On 19 November 2014, demonstrators taking part in a free education demonstration in central London clashed with police outside 4 Matthew Parker Street, where the Conservative Campaign Headquarters relocated in February 2014.

In June 2017, following the 2017 general election, CCHQ was blamed for the worse-than-expected result, with a number of new appointments, such as new Conservative Director of Communications, Carrie Symonds. Ms. Symonds claimed that there was "lots to do" in her new role.

==="factcheckUK"===
On 19 November 2019, for the duration of a televised leadership debate between the leader Boris Johnson and his Labour counterpart Jeremy Corbyn, hosted by ITV in the run up to the 2019 general election, the CCHQ press office's Twitter page (@CCHQPress) was renamed 'factcheckUK' – it did not change the Twitter handle to maintain the account's verified status, to post Conservative rebuttals to Labour's statements about them during the debate.

Conservative Party chairman James Cleverly defended it, stating "The Twitter handle of the CCHQ press office remained CCHQPress, so it's clear the nature of the site", and as "calling out when the Labour Party put what they know to be complete fabrications in the public domain".

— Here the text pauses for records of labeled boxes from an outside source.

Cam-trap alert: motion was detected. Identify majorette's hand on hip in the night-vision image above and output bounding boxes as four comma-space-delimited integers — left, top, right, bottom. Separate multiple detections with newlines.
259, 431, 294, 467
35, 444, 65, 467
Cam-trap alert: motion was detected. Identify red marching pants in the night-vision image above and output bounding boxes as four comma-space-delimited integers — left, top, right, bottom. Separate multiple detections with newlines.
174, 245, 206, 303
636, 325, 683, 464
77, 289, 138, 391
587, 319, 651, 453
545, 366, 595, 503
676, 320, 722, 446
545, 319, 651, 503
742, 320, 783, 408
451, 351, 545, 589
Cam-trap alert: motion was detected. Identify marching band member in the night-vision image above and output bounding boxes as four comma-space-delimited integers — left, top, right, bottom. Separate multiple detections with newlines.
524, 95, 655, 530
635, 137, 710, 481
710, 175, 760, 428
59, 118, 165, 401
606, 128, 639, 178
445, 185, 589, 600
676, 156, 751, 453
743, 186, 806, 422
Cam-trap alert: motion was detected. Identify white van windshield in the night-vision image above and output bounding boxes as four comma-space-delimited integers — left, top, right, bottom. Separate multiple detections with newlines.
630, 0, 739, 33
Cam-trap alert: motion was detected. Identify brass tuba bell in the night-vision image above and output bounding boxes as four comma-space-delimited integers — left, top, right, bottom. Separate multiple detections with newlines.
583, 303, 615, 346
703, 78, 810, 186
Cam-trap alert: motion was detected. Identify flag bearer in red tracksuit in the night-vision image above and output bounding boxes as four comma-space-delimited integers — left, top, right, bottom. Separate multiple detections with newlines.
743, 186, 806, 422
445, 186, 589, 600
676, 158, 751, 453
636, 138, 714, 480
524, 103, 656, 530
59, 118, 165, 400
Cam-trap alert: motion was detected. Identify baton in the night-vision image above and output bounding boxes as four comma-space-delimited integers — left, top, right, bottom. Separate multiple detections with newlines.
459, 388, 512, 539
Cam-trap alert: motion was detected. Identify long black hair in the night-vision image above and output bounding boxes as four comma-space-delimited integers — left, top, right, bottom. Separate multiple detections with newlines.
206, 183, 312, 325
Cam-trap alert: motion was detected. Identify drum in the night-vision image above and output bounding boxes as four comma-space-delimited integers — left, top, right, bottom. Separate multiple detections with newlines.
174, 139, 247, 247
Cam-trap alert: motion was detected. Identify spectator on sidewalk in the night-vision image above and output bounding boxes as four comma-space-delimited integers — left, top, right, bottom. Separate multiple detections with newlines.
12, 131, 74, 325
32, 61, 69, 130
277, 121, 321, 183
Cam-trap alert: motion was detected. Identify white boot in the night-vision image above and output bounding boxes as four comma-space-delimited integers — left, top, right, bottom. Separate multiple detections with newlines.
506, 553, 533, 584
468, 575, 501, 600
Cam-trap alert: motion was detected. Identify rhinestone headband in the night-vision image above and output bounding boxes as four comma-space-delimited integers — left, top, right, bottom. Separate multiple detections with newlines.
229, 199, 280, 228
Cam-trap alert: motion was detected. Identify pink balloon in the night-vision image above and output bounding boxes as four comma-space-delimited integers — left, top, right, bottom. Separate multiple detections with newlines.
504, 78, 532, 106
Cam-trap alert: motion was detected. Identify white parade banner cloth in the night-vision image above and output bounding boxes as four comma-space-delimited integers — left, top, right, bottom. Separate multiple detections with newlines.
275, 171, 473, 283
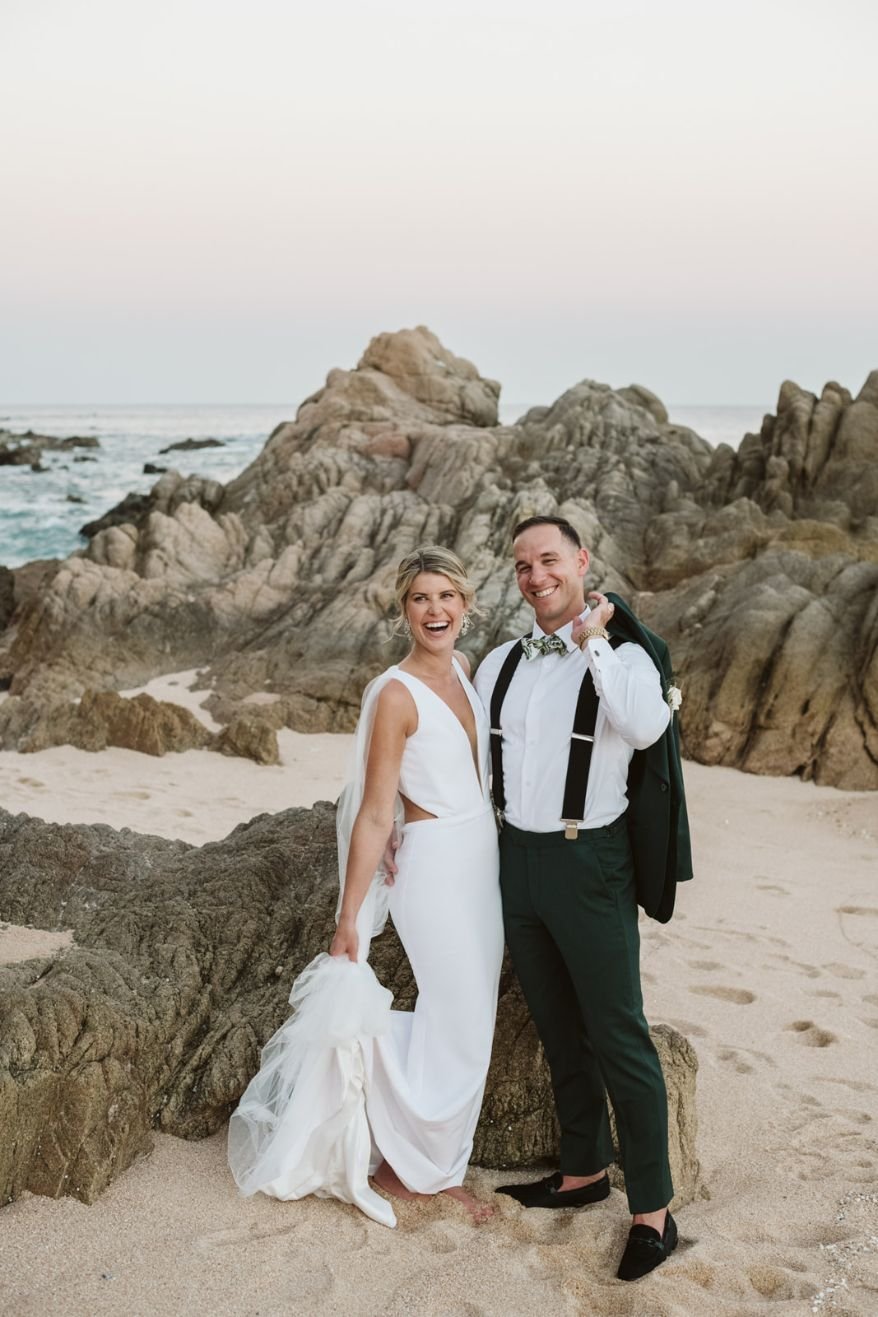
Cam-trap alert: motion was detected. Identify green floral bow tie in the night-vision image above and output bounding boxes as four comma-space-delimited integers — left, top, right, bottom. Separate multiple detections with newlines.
521, 636, 567, 659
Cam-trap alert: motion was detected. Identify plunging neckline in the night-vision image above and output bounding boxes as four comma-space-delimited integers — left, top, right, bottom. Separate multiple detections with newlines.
396, 659, 484, 795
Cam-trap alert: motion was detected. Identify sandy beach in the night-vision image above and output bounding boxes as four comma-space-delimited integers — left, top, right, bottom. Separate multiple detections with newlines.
0, 695, 878, 1317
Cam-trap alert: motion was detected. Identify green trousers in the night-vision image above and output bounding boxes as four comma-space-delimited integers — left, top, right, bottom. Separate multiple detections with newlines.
500, 815, 674, 1212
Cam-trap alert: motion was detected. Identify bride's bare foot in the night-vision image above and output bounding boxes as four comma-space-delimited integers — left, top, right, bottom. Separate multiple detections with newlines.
442, 1185, 494, 1225
373, 1162, 429, 1202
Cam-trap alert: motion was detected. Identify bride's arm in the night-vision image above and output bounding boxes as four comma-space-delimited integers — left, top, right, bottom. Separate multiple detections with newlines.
329, 681, 417, 960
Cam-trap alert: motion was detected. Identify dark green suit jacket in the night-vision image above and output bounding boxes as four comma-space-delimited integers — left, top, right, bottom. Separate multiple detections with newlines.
607, 594, 692, 923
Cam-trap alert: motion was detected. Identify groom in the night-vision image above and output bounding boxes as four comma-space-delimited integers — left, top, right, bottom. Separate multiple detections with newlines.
475, 516, 677, 1280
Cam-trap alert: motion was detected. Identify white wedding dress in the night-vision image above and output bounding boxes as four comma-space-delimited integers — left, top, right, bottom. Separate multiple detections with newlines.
229, 661, 503, 1226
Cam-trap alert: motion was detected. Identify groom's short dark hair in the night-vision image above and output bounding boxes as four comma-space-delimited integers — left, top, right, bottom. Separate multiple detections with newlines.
512, 516, 582, 549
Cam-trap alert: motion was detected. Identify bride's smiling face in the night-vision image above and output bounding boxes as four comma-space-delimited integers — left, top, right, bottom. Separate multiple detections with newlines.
405, 572, 466, 653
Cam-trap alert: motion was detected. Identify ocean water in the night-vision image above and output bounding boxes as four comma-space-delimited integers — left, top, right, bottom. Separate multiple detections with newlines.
0, 403, 769, 566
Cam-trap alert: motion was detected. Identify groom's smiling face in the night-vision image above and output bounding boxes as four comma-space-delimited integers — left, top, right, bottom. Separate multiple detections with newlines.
513, 525, 588, 633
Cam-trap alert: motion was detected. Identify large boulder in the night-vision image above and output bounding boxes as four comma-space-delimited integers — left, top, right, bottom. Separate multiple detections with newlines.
0, 803, 698, 1202
0, 327, 878, 788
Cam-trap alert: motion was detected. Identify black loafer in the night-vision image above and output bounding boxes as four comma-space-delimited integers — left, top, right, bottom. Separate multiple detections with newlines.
494, 1171, 609, 1208
616, 1212, 677, 1280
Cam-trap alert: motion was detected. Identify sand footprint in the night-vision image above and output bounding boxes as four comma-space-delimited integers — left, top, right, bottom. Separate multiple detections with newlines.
767, 951, 820, 979
785, 1019, 839, 1047
688, 985, 756, 1006
717, 1047, 753, 1075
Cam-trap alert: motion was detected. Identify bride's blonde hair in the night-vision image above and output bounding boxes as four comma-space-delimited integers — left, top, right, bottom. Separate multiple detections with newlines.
394, 544, 482, 636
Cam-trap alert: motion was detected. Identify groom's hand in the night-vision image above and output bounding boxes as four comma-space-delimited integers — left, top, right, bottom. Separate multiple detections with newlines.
570, 590, 616, 645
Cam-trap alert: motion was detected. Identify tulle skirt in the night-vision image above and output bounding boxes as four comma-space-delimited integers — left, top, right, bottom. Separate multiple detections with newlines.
229, 806, 503, 1225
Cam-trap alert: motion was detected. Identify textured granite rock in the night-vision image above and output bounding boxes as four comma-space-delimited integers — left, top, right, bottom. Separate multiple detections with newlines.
0, 328, 878, 788
0, 803, 699, 1202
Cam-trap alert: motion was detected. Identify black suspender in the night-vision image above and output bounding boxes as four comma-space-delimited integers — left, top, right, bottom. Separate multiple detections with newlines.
491, 636, 624, 840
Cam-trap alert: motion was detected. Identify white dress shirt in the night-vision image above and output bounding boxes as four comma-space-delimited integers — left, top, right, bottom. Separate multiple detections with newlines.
475, 622, 670, 832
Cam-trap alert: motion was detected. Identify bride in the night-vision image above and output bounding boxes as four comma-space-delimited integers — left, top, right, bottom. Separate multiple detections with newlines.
229, 547, 503, 1226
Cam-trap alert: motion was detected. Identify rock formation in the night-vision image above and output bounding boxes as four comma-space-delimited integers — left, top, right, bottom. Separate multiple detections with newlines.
0, 429, 100, 470
0, 328, 878, 788
0, 803, 699, 1204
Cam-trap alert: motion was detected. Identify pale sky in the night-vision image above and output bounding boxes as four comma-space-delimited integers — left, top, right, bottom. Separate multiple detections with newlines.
0, 0, 878, 403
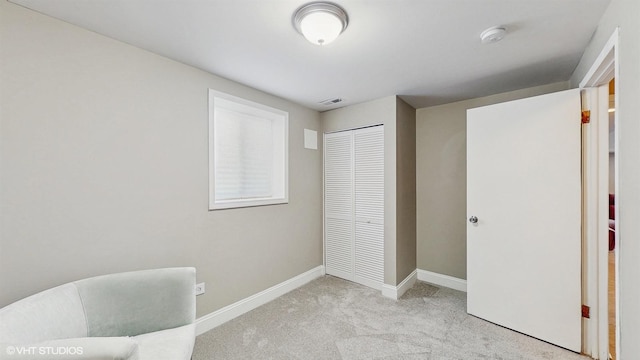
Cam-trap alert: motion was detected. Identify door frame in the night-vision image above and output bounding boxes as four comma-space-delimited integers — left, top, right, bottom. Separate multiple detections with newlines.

In response, the Electoral Commission, which does not have a role in regulating election campaign content, called on all campaigners to act "responsibly", fact-checking body Full Fact criticised this behaviour as "inappropriate and misleading", and a spokesperson from Twitter said that "Any further attempts to mislead people by editing verified profile information – in a manner seen during the UK Election Debate – will result in decisive corrective action."

===="Tax Check UK"====
On 26 June 2024, the CCHQPress profile was renamed "Tax Check UK" during a leadership debate between Rishi Sunak and Keir Starmer hosted by ITV as part of the 2024 general election campaign.